Permintaan itu disampaikan Zulhas, sapaan Zulkifli Hasan, saat menghadiri doa keselamatan bangsa, zikir kebangsaan, dan haul pendiri NKRI yang diinisiasi Pengurus Besar Jamiyah Ahlith Thariqah Al Mutabaroh Ahlussunnah Wal Jamaah (PB Jatma Aswaja) di Masjid Istiqlal, Jakarta, Minggu, 9 Agustus 2026. .

“Mohon doanya yang belum sukses kita akan perbaiki, kerja keras, agar program-program itu tepat menjadi manfaat untuk umat,” ujar Zulhas.

Zulhas mengatakan pemerintahan saat ini telah berjalan hampir dua tahun. Dalam pelaksanaannya, terdapat sejumlah program yang dinilai berhasil, sementara sebagian lainnya masih membutuhkan perbaikan.

Menurut dia, salah satu capaian pemerintah adalah keberhasilan mencapai swasembada pangan. Kondisi tersebut, kata Zulhas, membuat ketersediaan sejumlah bahan pangan seperti beras, ikan, ayam, dan telur berada dalam kondisi cukup.
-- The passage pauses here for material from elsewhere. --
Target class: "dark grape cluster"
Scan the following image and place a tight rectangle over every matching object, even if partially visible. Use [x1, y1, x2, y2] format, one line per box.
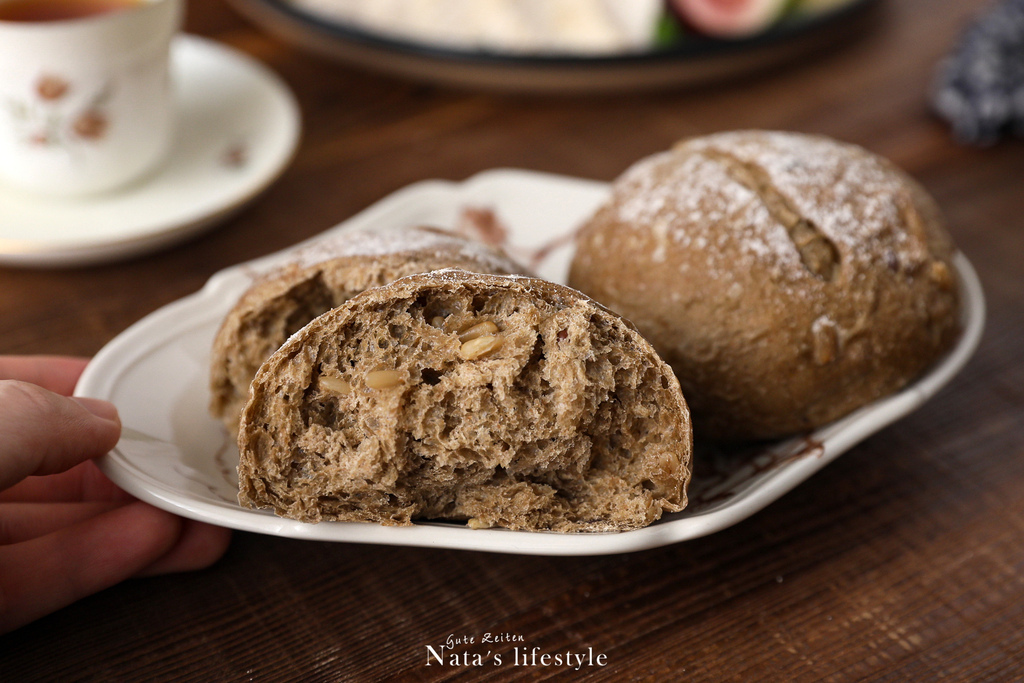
[933, 0, 1024, 145]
“Pemerintah baru 20 bulan, hampir 2 tahun. Ada yang berhasil, contohnya yang berhasil, pangan, Alhamdulillah kita swasembada. Jadi ibu-ibu tidak usah khawatir, beras cukup, ikan cukup, ayam cukup, telur cukup, Insya Allah,” kata dia.

Meski ketersediaan pangan dinilai cukup, Zulhas mengakui harga sejumlah komoditas masih mengalami kenaikan. Pemerintah, kata dia, tengah melakukan berbagai upaya untuk menekan harga agar kembali terjangkau masyarakat.

“Memang harga lagi naik, kita sekarang lagi operasi besar-besaran agar harga bisa turun kembali,” katanya.

Zulhas kemudian meminta para ulama, tokoh agama, dan masyarakat yang hadir dalam kegiatan tersebut untuk mendoakan pemerintah agar dapat menjalankan berbagai program dengan baik.

Menurut dia, doa dari para ulama dan orang-orang saleh penting bagi pemerintah dalam menjalankan amanah sekaligus memperbaiki kebijakan yang belum berjalan optimal.

“Mohon doanya agar pemerintah bisa melaksanakan program-programnya dengan baik untuk kebaikan kita semuanya,” ujarnya.

Dalam kesempatan itu, Zulhas juga mengajak masyarakat menjaga persatuan dan kebersamaan di tengah situasi dunia yang dinilainya tidak menentu.

 

Makna Zikir Kebangsaan

Sementara itu, Sekretaris Jenderal PB Jatma Aswaja Helmy Faishal Zaini mengatakan zikir kebangsaan dan haul pendiri NKRI bukan sekadar ritual keagamaan.

Menurut Helmy, kegiatan tersebut juga menjadi ruang untuk mengingat kembali tanggung jawab spiritual dan kebangsaan setiap warga negara.

“Cinta tanah air bukan hanya sesuatu yang kita ucapkan, tetapi harus menjadi bagian dari laku kehidupan. Ketika kita berdoa untuk keselamatan bangsa, sesungguhnya kita sedang mengingatkan diri bahwa Indonesia adalah rumah bersama yang harus kita rawat bersama,” ujar Helmy.